American businessman (born 1947)

Peter Alan Morton (born August 7, 1947) is an American businessman. He is the co-founder of Hard Rock Cafe (along with Isaac
Burton Tigrett), a chain of casual dining restaurants.

== Early life and education ==
Morton is the son of Adleen June (Savin) and Arnie Morton, founder of the Morton's Steakhouse chain. He is of Jewish heritage. In 1969, he graduated from the University of Denver with a B.S.B.A. in restaurant and hotel management. His twin sister is Pam Morton; and his half-brother is restaurateur and businessman Michael Morton. He was a member of the Phi Sigma Delta fraternity.

== Career ==
Morton's first Hard Rock Cafe opened near Hyde Park Corner in London. The chain began global expansion in 1982 when Morton and his partner, Isaac Tigrett, agreed to develop their own cafes in various cities. Morton (Hard Rock America) opened Hard Rocks in Los Angeles, San Francisco, Chicago, and Houston, Las Vegas; San Diego, La Jolla, and Newport Beach, California; Sydney and Melbourne, Australia; Honolulu and Maui, Hawaii; among others. In 1995, The Rank Organisation (now The Rank Group) acquired the cafes owned by Morton, but Morton retained the Hard Rock Hotel & Casino in Las Vegas.
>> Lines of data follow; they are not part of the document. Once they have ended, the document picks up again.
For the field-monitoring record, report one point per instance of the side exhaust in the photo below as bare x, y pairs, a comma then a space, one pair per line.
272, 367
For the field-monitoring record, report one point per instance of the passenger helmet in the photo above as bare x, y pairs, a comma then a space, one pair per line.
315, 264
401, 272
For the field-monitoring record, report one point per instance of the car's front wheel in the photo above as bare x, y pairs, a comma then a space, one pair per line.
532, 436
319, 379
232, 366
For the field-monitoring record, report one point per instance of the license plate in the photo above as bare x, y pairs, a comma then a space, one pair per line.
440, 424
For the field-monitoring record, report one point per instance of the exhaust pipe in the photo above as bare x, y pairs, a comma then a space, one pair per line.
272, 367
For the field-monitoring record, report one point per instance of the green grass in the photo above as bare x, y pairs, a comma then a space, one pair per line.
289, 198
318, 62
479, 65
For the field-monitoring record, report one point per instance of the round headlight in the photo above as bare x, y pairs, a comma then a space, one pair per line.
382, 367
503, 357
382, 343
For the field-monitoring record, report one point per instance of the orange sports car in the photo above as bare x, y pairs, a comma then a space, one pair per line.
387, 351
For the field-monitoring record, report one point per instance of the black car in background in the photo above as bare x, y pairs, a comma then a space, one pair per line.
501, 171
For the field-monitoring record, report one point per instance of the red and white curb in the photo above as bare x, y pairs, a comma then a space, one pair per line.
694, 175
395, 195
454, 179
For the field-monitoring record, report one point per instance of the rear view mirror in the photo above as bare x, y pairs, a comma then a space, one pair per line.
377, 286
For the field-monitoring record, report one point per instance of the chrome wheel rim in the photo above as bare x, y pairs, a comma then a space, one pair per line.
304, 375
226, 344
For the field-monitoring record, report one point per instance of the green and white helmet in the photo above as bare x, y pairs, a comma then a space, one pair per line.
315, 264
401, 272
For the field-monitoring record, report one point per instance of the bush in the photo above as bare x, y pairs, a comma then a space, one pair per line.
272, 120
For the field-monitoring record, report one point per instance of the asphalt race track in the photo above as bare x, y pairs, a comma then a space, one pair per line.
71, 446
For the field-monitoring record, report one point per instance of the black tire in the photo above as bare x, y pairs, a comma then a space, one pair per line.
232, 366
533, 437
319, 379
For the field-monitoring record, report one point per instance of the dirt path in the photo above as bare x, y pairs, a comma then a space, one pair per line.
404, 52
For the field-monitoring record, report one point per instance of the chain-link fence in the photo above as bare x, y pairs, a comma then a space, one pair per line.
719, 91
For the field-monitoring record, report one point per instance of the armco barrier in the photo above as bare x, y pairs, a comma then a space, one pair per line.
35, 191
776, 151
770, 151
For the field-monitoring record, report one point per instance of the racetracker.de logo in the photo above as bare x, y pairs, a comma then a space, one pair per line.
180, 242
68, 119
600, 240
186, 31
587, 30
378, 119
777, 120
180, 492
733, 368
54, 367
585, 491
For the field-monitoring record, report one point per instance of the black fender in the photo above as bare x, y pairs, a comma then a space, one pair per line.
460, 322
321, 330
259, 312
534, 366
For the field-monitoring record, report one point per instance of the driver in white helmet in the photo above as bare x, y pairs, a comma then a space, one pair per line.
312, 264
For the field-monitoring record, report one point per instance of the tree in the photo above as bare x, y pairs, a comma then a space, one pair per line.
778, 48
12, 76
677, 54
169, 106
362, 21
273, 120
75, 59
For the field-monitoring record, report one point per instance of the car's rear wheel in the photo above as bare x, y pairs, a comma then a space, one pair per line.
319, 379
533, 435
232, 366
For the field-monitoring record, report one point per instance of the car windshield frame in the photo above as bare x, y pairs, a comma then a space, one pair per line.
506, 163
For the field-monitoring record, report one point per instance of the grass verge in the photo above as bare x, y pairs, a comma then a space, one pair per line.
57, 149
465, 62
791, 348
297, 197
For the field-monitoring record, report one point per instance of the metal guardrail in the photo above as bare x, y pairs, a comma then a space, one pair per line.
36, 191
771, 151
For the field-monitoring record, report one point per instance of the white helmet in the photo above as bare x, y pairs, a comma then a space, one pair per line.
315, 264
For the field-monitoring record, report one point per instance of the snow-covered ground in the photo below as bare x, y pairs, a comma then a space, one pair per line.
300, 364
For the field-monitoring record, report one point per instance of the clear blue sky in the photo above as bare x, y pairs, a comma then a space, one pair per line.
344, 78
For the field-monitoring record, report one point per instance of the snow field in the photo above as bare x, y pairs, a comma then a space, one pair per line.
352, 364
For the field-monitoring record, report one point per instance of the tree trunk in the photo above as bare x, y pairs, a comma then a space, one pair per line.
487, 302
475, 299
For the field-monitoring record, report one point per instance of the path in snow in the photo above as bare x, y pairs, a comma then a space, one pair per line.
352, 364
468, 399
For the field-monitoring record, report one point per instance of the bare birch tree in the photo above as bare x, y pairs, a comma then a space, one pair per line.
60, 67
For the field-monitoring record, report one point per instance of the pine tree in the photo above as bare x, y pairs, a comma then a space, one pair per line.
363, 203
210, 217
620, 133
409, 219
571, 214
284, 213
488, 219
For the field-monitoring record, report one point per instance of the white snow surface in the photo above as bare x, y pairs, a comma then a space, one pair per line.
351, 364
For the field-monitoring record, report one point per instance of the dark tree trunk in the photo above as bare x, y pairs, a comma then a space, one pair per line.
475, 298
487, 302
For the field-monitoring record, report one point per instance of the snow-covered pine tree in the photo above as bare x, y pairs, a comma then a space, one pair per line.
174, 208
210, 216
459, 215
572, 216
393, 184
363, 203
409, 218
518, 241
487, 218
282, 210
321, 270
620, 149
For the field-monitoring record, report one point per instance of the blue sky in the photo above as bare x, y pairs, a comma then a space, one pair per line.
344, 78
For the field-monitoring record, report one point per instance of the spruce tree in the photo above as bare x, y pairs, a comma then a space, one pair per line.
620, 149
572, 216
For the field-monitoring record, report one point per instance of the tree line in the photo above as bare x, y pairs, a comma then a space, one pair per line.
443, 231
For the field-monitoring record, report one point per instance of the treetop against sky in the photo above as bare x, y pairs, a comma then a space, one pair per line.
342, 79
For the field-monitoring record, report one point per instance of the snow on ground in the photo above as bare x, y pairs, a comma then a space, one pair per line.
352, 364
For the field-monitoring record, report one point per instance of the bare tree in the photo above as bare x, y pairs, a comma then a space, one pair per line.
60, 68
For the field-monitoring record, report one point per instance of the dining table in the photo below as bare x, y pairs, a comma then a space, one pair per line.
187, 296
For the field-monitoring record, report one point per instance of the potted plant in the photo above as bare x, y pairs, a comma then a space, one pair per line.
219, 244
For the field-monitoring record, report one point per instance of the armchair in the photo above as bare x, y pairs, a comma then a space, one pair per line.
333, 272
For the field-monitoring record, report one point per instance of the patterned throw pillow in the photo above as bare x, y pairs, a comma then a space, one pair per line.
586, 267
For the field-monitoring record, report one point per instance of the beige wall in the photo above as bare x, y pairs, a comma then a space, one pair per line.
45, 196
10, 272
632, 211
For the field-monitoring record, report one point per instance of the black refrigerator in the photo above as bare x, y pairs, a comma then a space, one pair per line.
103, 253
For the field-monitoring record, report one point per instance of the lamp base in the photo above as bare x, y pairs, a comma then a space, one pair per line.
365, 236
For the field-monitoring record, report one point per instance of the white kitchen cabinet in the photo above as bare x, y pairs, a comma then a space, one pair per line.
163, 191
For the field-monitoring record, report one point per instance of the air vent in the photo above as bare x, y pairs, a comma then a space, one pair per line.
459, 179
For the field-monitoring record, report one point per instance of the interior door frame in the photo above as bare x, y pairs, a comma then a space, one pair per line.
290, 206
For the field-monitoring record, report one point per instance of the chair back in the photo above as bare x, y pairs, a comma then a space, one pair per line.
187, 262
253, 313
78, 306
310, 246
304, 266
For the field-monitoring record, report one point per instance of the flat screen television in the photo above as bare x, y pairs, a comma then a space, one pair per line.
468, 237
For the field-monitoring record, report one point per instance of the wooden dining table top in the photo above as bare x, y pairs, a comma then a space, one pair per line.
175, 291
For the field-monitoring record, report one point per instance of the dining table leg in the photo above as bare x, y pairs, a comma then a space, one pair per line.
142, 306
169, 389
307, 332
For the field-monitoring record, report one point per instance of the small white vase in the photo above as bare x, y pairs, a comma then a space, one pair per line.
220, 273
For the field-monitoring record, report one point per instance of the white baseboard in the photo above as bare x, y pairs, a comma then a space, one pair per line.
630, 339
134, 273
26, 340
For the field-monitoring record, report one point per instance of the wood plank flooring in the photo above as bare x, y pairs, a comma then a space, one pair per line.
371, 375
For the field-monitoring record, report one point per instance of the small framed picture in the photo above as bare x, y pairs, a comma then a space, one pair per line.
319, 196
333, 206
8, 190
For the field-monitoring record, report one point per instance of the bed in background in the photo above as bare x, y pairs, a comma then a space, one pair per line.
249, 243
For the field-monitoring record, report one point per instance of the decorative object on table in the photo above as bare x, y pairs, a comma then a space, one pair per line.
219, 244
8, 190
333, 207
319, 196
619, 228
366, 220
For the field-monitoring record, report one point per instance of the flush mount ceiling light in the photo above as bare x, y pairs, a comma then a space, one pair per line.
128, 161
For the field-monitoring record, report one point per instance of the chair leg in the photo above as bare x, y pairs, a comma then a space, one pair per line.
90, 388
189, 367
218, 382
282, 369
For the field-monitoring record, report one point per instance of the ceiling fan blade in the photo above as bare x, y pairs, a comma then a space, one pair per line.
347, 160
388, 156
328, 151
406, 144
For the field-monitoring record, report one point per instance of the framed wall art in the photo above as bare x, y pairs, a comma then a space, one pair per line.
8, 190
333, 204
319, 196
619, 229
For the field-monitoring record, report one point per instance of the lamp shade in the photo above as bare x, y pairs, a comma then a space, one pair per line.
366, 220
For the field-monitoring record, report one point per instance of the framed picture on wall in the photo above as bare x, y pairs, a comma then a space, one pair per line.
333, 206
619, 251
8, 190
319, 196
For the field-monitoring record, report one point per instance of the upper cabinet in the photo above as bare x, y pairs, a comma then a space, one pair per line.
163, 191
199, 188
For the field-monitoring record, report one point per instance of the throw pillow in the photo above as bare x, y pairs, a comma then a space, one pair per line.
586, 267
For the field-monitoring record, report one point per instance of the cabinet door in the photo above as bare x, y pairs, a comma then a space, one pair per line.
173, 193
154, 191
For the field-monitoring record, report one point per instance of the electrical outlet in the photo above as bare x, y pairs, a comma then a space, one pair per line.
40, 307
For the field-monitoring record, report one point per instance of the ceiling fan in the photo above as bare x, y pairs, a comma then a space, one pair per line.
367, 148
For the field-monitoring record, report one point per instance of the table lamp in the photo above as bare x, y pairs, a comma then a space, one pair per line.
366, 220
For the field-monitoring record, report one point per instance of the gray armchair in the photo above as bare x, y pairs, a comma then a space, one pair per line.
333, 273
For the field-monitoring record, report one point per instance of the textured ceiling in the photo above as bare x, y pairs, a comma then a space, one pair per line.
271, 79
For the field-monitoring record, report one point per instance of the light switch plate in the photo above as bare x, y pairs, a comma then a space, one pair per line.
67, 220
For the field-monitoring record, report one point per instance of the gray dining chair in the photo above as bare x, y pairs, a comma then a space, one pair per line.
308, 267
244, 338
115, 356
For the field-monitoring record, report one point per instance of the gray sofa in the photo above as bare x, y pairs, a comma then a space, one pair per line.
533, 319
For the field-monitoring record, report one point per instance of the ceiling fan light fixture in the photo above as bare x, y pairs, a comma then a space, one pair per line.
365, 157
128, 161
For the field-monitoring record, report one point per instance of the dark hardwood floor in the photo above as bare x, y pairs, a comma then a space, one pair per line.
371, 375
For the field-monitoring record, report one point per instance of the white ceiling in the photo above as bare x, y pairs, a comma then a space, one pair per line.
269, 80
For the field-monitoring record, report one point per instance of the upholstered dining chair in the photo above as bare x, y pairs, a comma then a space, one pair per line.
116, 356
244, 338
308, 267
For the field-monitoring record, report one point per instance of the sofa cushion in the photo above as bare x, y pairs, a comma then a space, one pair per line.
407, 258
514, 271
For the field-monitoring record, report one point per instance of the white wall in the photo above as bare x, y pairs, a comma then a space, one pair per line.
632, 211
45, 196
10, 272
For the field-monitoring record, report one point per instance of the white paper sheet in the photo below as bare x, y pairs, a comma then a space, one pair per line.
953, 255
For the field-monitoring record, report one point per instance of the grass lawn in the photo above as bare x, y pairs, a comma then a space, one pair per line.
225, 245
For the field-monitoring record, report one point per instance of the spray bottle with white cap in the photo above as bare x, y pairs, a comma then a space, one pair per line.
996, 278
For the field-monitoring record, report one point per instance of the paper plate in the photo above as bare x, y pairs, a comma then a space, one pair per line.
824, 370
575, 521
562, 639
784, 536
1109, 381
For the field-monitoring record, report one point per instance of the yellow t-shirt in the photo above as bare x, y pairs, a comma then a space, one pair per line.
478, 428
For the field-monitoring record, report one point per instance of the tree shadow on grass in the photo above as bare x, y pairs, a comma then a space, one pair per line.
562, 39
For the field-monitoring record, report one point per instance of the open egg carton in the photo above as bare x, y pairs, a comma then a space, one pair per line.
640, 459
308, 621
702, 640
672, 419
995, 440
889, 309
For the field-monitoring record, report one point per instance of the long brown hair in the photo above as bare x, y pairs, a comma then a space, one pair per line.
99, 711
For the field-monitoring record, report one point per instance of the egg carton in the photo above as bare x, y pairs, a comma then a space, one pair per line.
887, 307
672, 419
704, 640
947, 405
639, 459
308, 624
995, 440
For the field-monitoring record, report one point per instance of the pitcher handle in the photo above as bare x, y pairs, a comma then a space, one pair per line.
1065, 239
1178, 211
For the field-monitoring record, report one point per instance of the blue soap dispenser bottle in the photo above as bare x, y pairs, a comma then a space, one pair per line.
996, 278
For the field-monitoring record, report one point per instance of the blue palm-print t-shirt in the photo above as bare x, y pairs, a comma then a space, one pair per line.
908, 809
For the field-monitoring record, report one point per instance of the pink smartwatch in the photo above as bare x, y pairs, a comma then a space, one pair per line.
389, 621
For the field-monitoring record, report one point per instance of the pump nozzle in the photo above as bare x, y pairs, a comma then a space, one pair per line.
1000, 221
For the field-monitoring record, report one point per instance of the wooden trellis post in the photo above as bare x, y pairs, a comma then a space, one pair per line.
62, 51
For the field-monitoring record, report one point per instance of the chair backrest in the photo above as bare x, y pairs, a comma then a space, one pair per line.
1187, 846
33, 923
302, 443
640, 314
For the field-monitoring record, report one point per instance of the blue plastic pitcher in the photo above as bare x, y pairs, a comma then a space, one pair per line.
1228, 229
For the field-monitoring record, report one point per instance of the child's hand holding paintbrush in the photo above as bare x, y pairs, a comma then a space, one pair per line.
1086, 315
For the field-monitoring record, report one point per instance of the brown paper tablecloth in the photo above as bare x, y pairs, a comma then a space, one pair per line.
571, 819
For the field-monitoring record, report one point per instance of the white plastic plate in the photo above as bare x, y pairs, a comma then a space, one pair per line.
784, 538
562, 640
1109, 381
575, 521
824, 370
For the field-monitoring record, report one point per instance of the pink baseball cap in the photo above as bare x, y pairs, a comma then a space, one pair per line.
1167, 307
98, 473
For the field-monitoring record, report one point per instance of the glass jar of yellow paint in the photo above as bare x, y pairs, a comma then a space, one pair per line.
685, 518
In May 2006, Morton sold the Hard Rock Hotel & Casino in Las Vegas to New York-based Morgans Hotel Group. The sale included the rights to the Hard Rock Hotel brand West of the Mississippi River which includes Texas, California, Australia and Vancouver, British Columbia. Morton later founded Morton's Restaurant in Los Angeles.

== Personal life ==
His first wife was Paulene Stone, the widow of actor Laurence Harvey and later wife of actor Mark Burns. They had one son, Harry Morton (1981–2019), the founder of Pink Taco restaurants. His former stepdaughter with Stone was Domino Harvey, the subject of the October 2005 film Domino starring Keira Knightley and directed by Tony Scott. They divorced in 1986.

In 1990, he married Tarlton Pauley (1962–2017); they had two children, before divorcing in 1997.

=== Community involvement ===
Morton is a member of the Board of Trustees for the Museum of Contemporary Art, Los Angeles (MOCA) and sits on the board of trustees for the Natural Resources Defense Council (NRDC). After Morton made a donation to UCLA, the building at 200 UCLA Medical Plaza was renamed the Peter Morton Medical Building.